The filing asked U.S. Magistrate Judge Laurel Beeler to put on hold her preliminary injunction issued Saturday. That injunction blocked the U.S. Commerce Department order which was set to take effect late on Sept. 20 and that would also bar other U.S. transactions with Tencent Holding’s WeChat, potentially making the app unusable in the United States.
The Justice Department filing said Beeler’s order was in error and “permits the continued, unfettered use of WeChat, a mobile application that the Executive Branch has determined constitutes a threat to the national security and foreign policy of the United States.”
Tencent declined to comment.
In support of its argument, the Justice Department made public portions of a Sept. 17 Commerce Department memo outlining the WeChat transactions to be banned. “The WeChat mobile application collects and transmits sensitive personal information on U.S. persons, which is accessible to Tencent and stored in data centers in China and Canada,” the memo said.

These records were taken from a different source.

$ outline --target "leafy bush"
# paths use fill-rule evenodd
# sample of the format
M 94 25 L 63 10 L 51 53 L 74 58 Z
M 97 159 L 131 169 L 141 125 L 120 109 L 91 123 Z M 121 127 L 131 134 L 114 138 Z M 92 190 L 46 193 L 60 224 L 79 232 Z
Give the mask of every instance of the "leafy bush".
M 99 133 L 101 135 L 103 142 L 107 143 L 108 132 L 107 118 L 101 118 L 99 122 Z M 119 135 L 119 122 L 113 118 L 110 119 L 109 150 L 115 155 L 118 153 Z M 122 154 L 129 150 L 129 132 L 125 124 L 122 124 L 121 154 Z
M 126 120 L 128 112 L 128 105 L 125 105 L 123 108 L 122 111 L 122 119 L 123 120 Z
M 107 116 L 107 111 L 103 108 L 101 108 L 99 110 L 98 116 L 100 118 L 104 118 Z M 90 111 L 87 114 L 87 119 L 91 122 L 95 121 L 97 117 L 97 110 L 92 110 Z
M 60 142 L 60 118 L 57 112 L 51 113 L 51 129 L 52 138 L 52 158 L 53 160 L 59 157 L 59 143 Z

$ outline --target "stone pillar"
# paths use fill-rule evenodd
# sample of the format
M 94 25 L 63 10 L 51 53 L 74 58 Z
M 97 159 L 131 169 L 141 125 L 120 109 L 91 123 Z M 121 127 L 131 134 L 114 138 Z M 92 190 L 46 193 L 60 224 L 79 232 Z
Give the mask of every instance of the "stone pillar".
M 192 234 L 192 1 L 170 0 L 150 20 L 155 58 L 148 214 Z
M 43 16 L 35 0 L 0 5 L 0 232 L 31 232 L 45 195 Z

Beeler said WeChat users who filed a lawsuit “have shown serious questions going to the merits of the First Amendment claim.”
The Justice Department filing said “the First Amendment does not bar regulation of WeChat simply because it has achieved the popularity and dependency sought by (China), precisely so it can surveil users, promote its propaganda, and otherwise place U.S. national security at risk.”